Yunus ve İsmail,sonunda kavuştular.Hatırladınız mı?Aralarında İsmail'in ''şüphe''leri sonucu doğan konuşma meydana geldi fakat sonunda dayanamayıp barıştılar.Daha sonra ise Sarıcaköy'e gittiler ve Yunus,İsmail'den bir yuva kurmasını istedi.İsmail ise evlendi ve Yerce adlı bir köye taşındı.Burada bir medrese açtı ve buraya gelen herkese ilk önce Yunus'un ilahileri ezberletilmeye başlandı.
İsmail babası hakkında her şeyi Molla Kasım'a samimi bir şekilde anlatırken aynı zamanda her şeyi Molla Kasım'dan öğreniyor.İsmail babasından gurur duyar hale geliyor.Burada İsmail ve Yunus'un kavuşmaları yeterince bizleri duygulandırırken,neden bu kadar içime dokundu bilmiyorum, Molla Kasım'ın ''...acaba benim oğlum da İsmail'in babasına duyduğu sevgi kadar sevgiyle bana bakacak mıydı,şüphedeydim.'' demesi oldu.
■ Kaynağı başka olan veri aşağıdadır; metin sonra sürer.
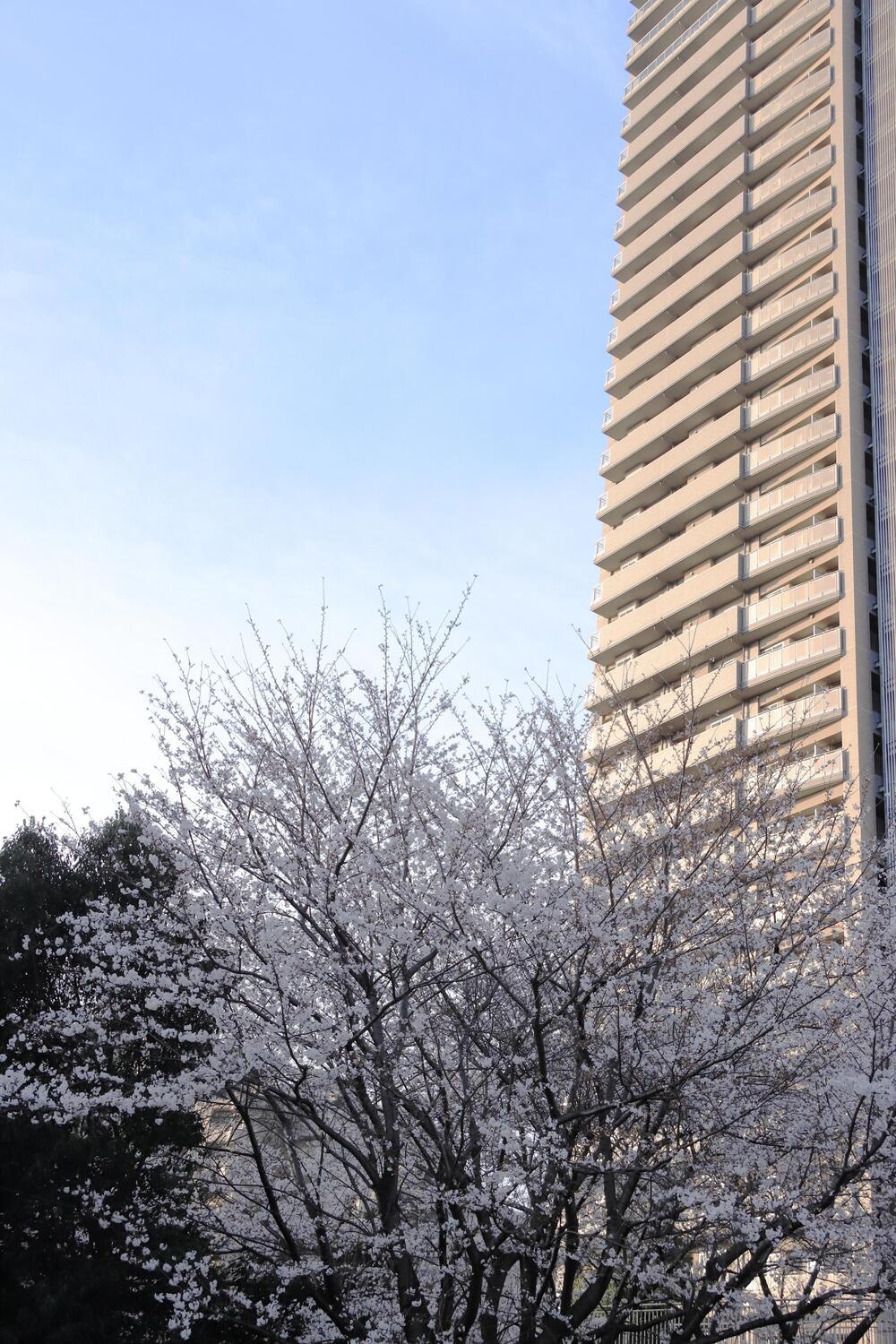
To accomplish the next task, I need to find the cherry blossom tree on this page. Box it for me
[5,605,896,1344]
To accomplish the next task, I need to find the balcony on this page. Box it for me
[745,518,841,582]
[616,204,743,331]
[740,625,847,694]
[649,715,740,780]
[747,145,834,215]
[743,317,837,383]
[747,29,834,101]
[622,125,748,242]
[745,187,834,260]
[603,661,739,753]
[599,453,745,551]
[740,570,844,636]
[626,0,719,73]
[618,176,743,297]
[778,747,849,797]
[747,66,834,136]
[614,276,745,397]
[622,0,741,102]
[740,467,840,530]
[613,317,745,438]
[740,685,847,746]
[595,554,743,667]
[626,0,671,35]
[624,7,747,147]
[745,272,837,340]
[745,416,840,478]
[747,228,837,301]
[627,45,747,177]
[747,0,833,67]
[587,607,740,714]
[742,365,840,432]
[747,105,834,175]
[600,401,742,483]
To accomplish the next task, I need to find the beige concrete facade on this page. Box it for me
[589,0,880,825]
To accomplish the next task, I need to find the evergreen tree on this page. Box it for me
[0,816,211,1344]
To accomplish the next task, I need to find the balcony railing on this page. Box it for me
[747,145,834,211]
[745,317,837,383]
[742,685,845,746]
[747,228,836,291]
[742,625,844,687]
[747,30,833,99]
[748,66,834,134]
[745,518,840,578]
[745,416,839,476]
[742,467,840,527]
[743,365,840,429]
[747,0,831,61]
[747,107,834,172]
[626,0,668,32]
[747,187,834,253]
[780,747,847,793]
[740,570,842,632]
[622,0,736,99]
[626,0,696,66]
[745,272,837,336]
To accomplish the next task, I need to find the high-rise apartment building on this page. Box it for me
[590,0,896,825]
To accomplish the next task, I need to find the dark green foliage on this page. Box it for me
[0,817,211,1344]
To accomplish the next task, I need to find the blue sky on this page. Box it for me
[0,0,629,830]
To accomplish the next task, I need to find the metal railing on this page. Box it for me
[747,228,836,289]
[747,145,834,210]
[745,271,837,336]
[747,105,834,172]
[742,365,840,429]
[745,518,840,577]
[747,30,834,99]
[742,625,844,687]
[745,416,839,476]
[745,317,837,383]
[740,570,844,632]
[622,0,736,99]
[740,467,840,527]
[747,66,834,134]
[747,0,833,61]
[626,0,697,66]
[742,685,845,746]
[747,187,834,253]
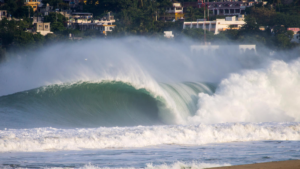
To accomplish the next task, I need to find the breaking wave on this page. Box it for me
[0,81,212,128]
[0,122,300,152]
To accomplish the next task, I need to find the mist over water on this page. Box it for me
[0,37,300,128]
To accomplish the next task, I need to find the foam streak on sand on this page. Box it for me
[47,162,229,169]
[0,123,300,152]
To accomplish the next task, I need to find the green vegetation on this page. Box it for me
[0,0,300,61]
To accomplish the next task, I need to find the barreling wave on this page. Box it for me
[0,81,211,128]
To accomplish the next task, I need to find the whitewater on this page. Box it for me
[0,37,300,168]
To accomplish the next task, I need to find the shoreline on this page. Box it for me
[206,160,300,169]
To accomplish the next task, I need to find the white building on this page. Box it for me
[161,3,184,21]
[183,15,246,35]
[287,28,300,43]
[164,31,174,38]
[68,13,116,35]
[190,44,256,54]
[32,22,53,36]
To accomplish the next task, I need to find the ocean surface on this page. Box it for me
[0,38,300,169]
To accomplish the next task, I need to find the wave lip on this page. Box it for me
[0,80,211,128]
[0,123,300,152]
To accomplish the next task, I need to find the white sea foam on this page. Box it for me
[43,162,230,169]
[189,59,300,124]
[0,123,300,152]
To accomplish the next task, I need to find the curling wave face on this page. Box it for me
[0,81,211,128]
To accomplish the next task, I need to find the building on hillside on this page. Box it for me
[0,10,7,20]
[160,3,184,21]
[164,31,174,38]
[38,4,54,16]
[32,22,53,36]
[71,12,93,19]
[68,12,116,35]
[190,44,256,55]
[24,0,41,12]
[183,15,246,35]
[183,0,262,15]
[0,0,5,6]
[287,28,300,43]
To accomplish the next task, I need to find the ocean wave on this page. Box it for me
[0,123,300,152]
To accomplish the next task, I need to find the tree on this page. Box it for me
[44,12,67,32]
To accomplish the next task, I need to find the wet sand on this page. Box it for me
[209,160,300,169]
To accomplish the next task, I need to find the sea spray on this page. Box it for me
[0,123,300,152]
[189,59,300,123]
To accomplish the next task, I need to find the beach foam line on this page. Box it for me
[209,160,300,169]
[0,123,300,152]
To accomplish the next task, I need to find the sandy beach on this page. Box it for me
[210,160,300,169]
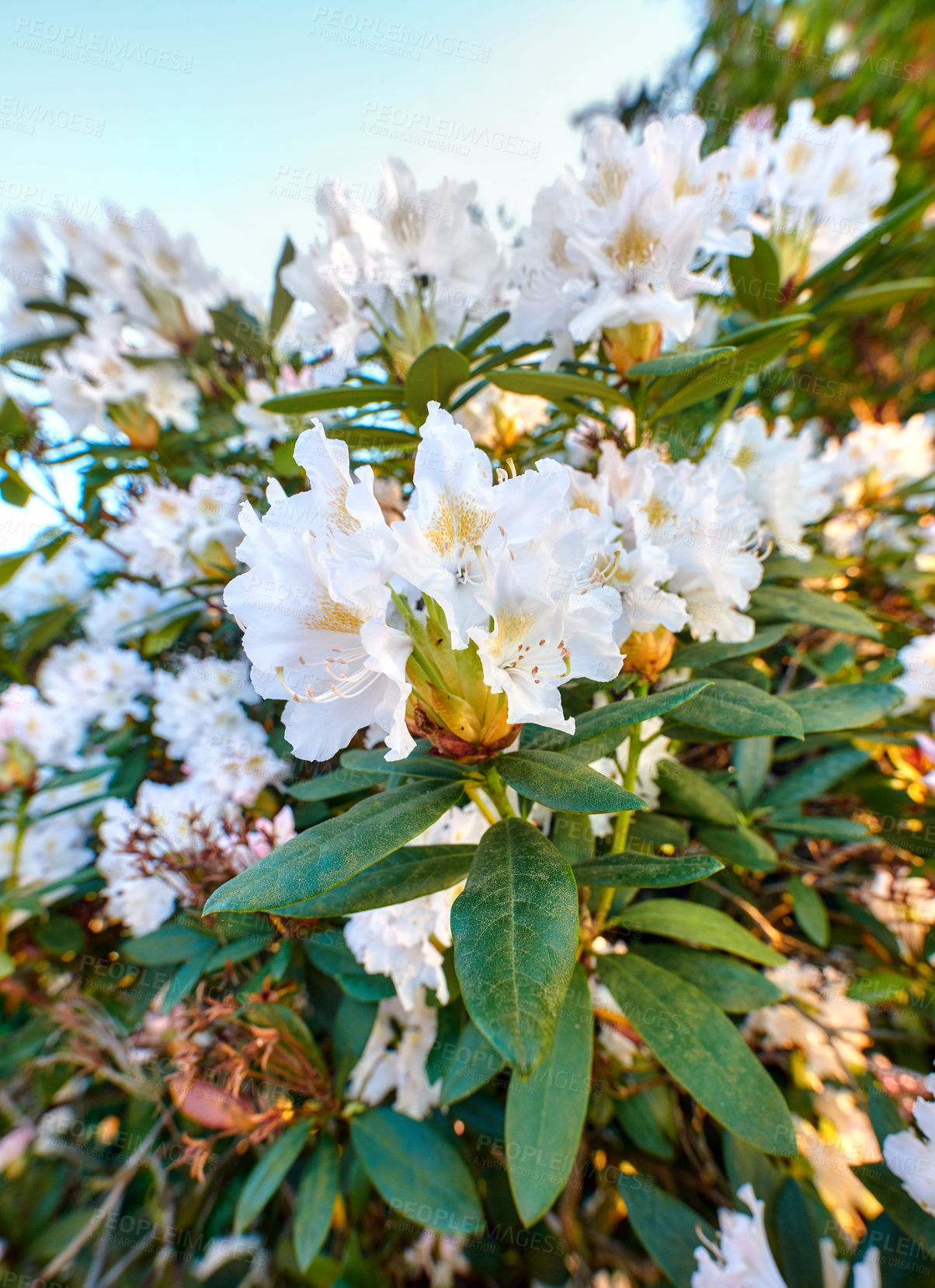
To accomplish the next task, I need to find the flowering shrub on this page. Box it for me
[0,37,935,1288]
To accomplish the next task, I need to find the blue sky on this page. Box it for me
[0,0,694,549]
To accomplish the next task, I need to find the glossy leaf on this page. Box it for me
[350,1108,485,1234]
[572,852,724,889]
[495,751,647,814]
[235,1120,309,1234]
[618,899,786,966]
[506,966,594,1226]
[292,1136,340,1270]
[679,680,802,738]
[205,782,461,913]
[450,819,579,1077]
[600,953,796,1157]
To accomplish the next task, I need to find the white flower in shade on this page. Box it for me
[0,537,121,622]
[111,474,243,586]
[860,867,935,961]
[344,804,488,1011]
[708,414,832,559]
[404,1226,471,1288]
[349,989,442,1118]
[884,1073,935,1216]
[233,380,292,452]
[0,684,85,768]
[96,780,239,935]
[822,414,935,509]
[224,425,415,760]
[0,814,94,887]
[743,960,871,1091]
[36,641,152,729]
[573,442,763,643]
[513,116,753,370]
[81,577,166,644]
[692,1185,786,1288]
[894,633,935,706]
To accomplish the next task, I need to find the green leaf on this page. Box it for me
[269,237,295,340]
[505,966,594,1226]
[815,277,935,315]
[728,233,779,319]
[696,823,779,872]
[487,367,630,407]
[679,680,802,738]
[761,747,869,809]
[652,327,798,420]
[657,760,739,827]
[292,1136,340,1270]
[617,1175,718,1288]
[798,184,935,295]
[600,953,796,1157]
[788,877,831,948]
[405,344,470,425]
[663,622,788,669]
[851,1163,935,1256]
[203,782,462,915]
[572,850,724,889]
[450,818,579,1077]
[495,751,647,814]
[783,682,905,733]
[734,738,773,811]
[440,1020,506,1105]
[260,384,405,416]
[278,845,477,917]
[454,313,510,358]
[630,944,783,1015]
[618,899,786,966]
[749,586,880,641]
[627,344,737,380]
[350,1108,485,1234]
[235,1118,309,1234]
[767,814,871,845]
[120,921,217,966]
[568,680,711,759]
[777,1176,824,1288]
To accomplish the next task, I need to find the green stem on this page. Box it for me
[481,764,516,818]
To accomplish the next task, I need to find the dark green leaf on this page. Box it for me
[205,782,461,913]
[618,899,786,966]
[728,233,779,319]
[630,944,783,1015]
[506,966,594,1226]
[405,344,470,425]
[783,682,905,733]
[450,819,579,1077]
[627,344,737,380]
[350,1109,485,1234]
[572,852,724,889]
[749,586,880,641]
[282,845,475,917]
[440,1020,506,1105]
[235,1120,309,1234]
[262,384,405,416]
[663,622,788,669]
[657,760,739,827]
[292,1136,340,1270]
[495,751,647,814]
[600,953,796,1157]
[617,1176,718,1288]
[788,877,831,948]
[679,680,802,738]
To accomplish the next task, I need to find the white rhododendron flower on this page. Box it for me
[884,1073,935,1216]
[511,116,753,371]
[708,414,832,559]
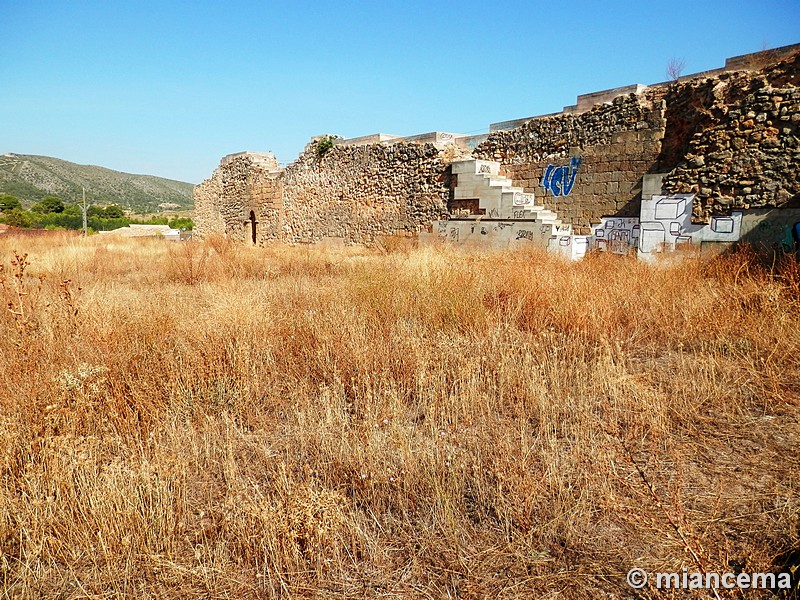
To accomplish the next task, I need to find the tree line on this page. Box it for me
[0,194,194,231]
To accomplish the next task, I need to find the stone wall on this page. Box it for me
[195,47,800,244]
[474,94,665,228]
[282,143,449,244]
[195,142,449,245]
[194,152,283,243]
[664,55,800,219]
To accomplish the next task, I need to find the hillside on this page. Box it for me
[0,154,194,213]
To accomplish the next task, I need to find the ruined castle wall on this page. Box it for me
[195,143,449,245]
[474,94,665,227]
[664,54,800,219]
[194,152,282,243]
[281,143,449,244]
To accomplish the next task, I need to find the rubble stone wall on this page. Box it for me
[282,143,449,244]
[195,51,800,244]
[664,54,800,219]
[195,143,449,245]
[474,94,665,227]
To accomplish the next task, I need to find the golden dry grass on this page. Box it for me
[0,236,800,598]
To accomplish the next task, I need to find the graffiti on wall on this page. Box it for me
[591,217,640,254]
[590,194,742,260]
[541,156,581,197]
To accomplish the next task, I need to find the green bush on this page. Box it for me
[31,196,65,214]
[0,194,22,212]
[0,208,33,229]
[314,135,339,158]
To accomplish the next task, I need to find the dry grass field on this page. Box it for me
[0,236,800,598]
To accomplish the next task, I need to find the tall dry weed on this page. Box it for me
[0,238,800,598]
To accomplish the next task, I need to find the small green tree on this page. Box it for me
[103,204,125,219]
[0,194,22,212]
[314,135,340,158]
[169,217,194,231]
[31,196,64,214]
[0,208,33,229]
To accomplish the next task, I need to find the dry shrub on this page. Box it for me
[0,238,800,598]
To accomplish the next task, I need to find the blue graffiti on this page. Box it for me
[542,156,581,197]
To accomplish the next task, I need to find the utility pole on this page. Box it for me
[81,188,89,237]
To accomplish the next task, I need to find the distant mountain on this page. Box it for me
[0,154,194,213]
İsmail,harami iken derviş olmuştur.Aslında İsmail'de babasının bir zamanlar yaptığı gibi rençberlik yaptı ve şimdi ise ''Derviş''lik yoluna baş koymuştur.Babası ışığını ona da yansıtmış ve İsmail'in de gönlünde bir ''od'' tutuşmuştur.İşte burada Yunus'un dedesini ve babasını tanıyanların ona söylediği''Sizin ailede hikayeyi erkekler yazar,kadınlar çocuklarına anlatırdı'' sözünü burada daha iyi anlayabiliyoruz.Belki de Yunus'un dedelerinden bu yana bütün ailelerde aynı hikaye yazılmış ve çocuklara anlatılmıştı.